Vero nome John Graham Mellor, nato ad Ankara, in Turchia, figlio di un ufficiale dei servizi esteri britannici, aveva vissuto in Egitto, Messico e Germania Ovest prima di andare di tornare in Inghilterra a studiare alla London Central School of Art and Design. Se ne andò di casa giovanissimo a vivere in case occupate, facendo lavori saltuari come il becchino e il trasportatore di rifiuti. Scelse il suo nome d’arte (“strimpellare”) ispirato dal suo modo di suonare la chitarra nella metropolitana, pensando allo stile del suo eroe Woody Guthrie.

Perché alla fine tutto torna lì, a coloro che hanno aperto le strade. “Una canzone è qualcosa che scrivi perché non riesci a dormire se non la scrivi”. Aveva detto.

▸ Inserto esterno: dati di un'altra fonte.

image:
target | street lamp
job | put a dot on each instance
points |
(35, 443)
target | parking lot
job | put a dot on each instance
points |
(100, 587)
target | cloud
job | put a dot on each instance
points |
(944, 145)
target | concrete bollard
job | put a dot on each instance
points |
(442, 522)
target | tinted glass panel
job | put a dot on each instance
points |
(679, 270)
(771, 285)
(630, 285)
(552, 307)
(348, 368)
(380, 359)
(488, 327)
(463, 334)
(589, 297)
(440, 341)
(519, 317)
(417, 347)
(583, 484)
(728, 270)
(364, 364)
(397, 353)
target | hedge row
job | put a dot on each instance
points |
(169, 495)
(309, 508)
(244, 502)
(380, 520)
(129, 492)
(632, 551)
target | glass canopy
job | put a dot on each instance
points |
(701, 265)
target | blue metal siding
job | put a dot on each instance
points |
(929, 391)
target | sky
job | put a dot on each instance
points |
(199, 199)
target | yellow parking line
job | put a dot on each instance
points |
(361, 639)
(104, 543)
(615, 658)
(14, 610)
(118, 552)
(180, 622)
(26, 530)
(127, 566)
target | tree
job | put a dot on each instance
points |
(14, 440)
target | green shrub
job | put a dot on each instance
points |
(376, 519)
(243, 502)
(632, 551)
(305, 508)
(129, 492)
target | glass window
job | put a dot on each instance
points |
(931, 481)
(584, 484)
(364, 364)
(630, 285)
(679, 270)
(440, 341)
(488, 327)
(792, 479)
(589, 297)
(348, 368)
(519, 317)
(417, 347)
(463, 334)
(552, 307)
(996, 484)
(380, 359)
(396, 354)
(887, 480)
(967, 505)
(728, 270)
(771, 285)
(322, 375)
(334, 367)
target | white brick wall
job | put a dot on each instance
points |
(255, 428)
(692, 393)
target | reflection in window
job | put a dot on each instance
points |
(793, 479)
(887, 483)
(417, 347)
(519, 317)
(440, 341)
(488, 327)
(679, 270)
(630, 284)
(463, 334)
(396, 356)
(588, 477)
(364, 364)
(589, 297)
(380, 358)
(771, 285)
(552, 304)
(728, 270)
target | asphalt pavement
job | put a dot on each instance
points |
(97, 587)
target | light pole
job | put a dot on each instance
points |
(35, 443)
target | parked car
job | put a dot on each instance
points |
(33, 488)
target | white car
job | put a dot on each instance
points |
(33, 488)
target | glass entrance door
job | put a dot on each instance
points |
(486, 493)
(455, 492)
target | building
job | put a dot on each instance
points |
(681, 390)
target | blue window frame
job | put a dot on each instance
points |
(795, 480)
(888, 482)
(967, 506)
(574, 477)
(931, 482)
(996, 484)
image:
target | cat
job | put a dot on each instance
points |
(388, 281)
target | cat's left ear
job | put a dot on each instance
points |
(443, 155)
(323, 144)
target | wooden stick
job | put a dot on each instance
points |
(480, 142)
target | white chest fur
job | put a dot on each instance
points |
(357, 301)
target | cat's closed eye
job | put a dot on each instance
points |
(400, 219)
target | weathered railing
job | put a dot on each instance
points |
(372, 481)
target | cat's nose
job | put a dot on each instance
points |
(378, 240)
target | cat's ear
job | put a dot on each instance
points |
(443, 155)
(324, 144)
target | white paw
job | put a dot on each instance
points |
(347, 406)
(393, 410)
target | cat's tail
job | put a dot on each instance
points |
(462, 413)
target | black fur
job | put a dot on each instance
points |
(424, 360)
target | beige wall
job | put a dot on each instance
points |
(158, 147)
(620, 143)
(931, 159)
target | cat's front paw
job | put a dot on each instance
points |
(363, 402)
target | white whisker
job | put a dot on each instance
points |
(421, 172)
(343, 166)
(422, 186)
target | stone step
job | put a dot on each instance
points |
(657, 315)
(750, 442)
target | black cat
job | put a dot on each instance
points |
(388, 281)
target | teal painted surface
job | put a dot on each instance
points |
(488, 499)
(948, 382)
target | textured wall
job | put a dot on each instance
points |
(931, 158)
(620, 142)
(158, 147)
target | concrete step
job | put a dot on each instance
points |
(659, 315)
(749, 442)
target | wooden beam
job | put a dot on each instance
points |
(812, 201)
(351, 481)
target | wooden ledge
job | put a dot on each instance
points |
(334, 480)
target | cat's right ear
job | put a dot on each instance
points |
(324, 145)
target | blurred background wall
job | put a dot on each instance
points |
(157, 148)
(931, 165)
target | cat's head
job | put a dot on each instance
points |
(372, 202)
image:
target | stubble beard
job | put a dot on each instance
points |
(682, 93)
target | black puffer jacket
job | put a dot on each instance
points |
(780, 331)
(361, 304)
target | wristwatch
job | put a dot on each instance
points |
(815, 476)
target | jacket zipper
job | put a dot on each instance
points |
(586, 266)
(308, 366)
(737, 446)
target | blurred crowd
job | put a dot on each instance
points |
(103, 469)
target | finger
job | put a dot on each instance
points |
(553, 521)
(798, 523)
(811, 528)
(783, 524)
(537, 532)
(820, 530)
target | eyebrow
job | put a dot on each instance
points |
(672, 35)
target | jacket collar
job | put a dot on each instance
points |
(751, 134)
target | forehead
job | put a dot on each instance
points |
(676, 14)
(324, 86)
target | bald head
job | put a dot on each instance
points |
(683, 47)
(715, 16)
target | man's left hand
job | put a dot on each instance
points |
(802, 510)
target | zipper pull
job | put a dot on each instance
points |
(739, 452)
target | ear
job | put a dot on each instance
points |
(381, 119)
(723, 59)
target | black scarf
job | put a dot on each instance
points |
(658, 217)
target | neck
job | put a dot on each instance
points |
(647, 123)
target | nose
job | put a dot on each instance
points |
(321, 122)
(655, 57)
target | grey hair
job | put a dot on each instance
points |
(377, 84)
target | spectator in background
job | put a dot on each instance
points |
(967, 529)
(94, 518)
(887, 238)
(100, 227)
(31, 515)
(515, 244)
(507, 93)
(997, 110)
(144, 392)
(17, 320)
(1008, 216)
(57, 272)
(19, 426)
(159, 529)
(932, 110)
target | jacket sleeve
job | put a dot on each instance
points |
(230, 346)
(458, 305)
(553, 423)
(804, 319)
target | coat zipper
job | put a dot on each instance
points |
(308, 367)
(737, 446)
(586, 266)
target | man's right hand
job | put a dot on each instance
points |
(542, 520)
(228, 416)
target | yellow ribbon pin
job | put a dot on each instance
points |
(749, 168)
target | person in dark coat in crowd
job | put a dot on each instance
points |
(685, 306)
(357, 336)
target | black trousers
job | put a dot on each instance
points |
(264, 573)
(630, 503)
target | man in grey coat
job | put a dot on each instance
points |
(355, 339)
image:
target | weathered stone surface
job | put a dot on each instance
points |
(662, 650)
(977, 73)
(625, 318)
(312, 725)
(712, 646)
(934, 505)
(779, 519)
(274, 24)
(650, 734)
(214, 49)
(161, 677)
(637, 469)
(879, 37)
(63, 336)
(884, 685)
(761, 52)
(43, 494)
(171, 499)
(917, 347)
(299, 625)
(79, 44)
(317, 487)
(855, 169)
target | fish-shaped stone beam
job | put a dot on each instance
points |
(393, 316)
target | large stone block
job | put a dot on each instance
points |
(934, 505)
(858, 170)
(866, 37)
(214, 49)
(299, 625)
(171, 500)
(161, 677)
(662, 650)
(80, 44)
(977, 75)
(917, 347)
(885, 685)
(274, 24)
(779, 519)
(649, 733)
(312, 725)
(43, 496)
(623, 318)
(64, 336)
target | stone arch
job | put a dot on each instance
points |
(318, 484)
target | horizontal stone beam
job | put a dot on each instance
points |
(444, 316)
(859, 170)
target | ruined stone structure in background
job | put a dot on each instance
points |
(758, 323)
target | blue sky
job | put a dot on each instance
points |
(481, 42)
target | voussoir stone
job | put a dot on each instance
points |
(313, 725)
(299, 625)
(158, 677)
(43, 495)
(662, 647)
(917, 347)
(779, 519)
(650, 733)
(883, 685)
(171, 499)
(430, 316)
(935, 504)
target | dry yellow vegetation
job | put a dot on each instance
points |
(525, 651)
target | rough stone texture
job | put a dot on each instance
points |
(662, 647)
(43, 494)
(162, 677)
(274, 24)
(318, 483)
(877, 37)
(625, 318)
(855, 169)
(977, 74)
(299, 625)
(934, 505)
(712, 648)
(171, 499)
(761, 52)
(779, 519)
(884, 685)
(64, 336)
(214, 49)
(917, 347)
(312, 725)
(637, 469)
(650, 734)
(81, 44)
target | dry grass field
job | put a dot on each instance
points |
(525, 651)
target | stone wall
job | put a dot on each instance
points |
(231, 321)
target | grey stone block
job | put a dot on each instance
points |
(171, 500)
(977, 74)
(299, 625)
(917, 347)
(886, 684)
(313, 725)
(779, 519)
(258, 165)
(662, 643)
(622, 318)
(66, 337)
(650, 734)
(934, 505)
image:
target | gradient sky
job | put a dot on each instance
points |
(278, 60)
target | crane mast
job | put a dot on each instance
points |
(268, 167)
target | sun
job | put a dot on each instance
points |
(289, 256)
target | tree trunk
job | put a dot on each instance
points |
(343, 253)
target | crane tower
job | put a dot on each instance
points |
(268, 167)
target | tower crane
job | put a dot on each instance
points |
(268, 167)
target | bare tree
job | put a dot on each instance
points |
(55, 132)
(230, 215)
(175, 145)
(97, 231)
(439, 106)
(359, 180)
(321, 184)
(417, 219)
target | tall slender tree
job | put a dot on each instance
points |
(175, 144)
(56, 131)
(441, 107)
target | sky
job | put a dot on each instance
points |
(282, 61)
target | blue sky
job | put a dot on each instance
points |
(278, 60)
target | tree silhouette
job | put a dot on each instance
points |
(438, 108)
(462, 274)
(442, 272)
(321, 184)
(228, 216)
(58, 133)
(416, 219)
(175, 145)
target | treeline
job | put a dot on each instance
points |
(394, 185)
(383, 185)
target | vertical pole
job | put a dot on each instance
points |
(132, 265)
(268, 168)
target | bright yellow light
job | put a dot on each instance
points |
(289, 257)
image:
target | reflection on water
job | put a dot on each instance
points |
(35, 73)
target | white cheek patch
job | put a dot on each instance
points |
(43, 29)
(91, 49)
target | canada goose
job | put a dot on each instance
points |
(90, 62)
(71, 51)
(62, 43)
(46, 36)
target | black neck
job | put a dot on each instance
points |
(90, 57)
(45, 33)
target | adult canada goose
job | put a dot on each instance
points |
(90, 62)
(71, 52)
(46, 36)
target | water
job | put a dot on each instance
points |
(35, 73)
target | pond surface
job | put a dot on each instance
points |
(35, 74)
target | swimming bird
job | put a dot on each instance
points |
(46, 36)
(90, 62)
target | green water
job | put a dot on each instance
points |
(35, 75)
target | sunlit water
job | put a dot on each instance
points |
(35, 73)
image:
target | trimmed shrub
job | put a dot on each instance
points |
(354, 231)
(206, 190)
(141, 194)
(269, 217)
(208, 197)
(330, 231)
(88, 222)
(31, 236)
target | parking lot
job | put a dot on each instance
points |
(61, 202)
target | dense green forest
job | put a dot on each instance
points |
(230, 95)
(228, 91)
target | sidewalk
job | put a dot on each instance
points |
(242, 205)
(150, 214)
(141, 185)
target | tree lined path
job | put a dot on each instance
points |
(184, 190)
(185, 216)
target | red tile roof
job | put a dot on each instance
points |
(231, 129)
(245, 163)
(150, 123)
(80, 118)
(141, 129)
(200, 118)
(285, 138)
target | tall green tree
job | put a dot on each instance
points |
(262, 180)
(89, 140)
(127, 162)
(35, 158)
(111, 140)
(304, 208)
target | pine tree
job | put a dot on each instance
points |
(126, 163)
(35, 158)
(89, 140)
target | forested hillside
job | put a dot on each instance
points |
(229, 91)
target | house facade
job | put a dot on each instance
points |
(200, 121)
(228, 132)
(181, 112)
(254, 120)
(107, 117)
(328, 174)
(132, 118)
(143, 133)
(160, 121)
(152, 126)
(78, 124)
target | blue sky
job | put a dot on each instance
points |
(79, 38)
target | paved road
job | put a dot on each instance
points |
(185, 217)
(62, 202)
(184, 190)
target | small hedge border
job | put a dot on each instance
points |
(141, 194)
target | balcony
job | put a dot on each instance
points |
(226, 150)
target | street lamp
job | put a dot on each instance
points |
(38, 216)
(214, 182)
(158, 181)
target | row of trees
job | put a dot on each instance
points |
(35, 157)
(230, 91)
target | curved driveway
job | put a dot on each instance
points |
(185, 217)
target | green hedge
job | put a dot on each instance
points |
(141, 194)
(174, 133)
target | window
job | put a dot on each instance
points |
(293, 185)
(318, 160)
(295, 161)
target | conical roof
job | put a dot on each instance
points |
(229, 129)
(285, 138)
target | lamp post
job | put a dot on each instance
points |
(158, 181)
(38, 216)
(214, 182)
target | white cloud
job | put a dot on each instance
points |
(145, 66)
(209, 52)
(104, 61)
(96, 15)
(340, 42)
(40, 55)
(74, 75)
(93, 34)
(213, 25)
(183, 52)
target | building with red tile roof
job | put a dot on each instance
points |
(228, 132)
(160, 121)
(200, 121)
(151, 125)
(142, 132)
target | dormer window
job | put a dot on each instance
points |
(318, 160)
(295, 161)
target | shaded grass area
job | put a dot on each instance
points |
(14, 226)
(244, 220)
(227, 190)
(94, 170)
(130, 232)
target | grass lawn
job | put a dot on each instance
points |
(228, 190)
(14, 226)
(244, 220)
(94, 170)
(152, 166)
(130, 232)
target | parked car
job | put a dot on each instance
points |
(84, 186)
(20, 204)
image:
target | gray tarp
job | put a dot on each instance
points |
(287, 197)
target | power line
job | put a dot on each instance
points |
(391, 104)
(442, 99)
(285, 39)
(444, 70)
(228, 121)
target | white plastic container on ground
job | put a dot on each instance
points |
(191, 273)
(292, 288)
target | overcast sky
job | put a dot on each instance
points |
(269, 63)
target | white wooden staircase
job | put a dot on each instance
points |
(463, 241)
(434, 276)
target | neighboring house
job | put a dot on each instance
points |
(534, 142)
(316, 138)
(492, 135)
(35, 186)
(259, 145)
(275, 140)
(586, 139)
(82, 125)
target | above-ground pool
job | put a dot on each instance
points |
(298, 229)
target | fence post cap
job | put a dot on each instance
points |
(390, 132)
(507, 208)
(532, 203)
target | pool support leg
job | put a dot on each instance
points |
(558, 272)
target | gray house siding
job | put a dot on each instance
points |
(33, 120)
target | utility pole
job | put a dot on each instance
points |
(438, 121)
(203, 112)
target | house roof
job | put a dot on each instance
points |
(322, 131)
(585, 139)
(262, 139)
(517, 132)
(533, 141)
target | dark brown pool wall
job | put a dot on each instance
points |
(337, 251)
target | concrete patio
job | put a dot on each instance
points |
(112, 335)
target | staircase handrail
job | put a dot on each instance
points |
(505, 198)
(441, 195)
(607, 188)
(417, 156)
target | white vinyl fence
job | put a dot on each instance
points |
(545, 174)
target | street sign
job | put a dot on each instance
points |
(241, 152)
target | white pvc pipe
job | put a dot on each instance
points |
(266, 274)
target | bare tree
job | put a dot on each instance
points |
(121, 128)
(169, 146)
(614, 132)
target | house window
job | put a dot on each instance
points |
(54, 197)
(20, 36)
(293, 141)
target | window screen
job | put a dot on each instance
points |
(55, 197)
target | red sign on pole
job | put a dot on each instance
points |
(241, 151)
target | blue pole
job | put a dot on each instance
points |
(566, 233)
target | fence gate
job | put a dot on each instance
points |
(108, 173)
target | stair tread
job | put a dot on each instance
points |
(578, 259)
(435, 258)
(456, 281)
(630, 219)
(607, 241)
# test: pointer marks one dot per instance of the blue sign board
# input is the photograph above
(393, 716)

Vent’anni dopo la sua morte, Joe Strummer è una mancanza impossibile da riempire nella storia del rock e non solo. Morendo così giovane, forse, ha voluto lanciare l’ultimo del suoi messaggi, nello stile che gli apparteneva da sempre. Aveva detto che “il futuro non è scritto” e lasciandoci così, ci ha detto che la responsabilità di agire nella società appartiene a ognuno di noi. Nessuno può prendere il nostro posto. Ma ci manca, ci manca tantissimo.